Analysts are cautioning investors to expect heightened stock market volatility as the 2024 presidential election approaches on November 5.
Although recent economic data suggests that the Federal Reserve might begin cutting interest rates, providing some relief to U.S. financial markets, the upcoming election season is likely to bring increased uncertainty. Historically, election years have seen the S&P 500 underperform, with September often being the weakest month.
According to CFRA Research, the S&P 500 has averaged a 0.8% decline in September during election years dating back to 1944.
Sam Stovall, chief investment strategist at CFRA Research, highlights that August and September have consistently been among the worst months for the stock market during election years, with September showing the largest declines.
October, while typically producing gains of over 1%, has been the most volatile month during election years, with a standard deviation 35% higher than other months, reflecting significant market fluctuations.
The outcome of the election could also heavily influence market behavior.
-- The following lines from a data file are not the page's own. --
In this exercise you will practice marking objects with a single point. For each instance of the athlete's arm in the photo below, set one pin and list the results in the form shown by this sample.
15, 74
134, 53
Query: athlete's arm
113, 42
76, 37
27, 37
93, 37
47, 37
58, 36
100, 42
Historically, volatility has increased when the incumbent party loses the White House, as markets brace for potential policy changes.
This year, the switch from President Joe Biden to Vice President Kamala Harris as the Democratic nominee has added another layer of uncertainty, particularly with Harris leading in polls against Republican nominee Donald Trump.
Sector-specific impacts are also in focus. The healthcare industry, which has seen strong performance, could face challenges if Harris wins, especially regarding potential drug pricing reforms. This sector rotation could contribute to further market volatility as Election Day nears, potentially driving up the Cboe Volatility Index (VIX).
Given the uncertain political landscape, investors should prepare for potential market turbulence in the weeks leading up to the election.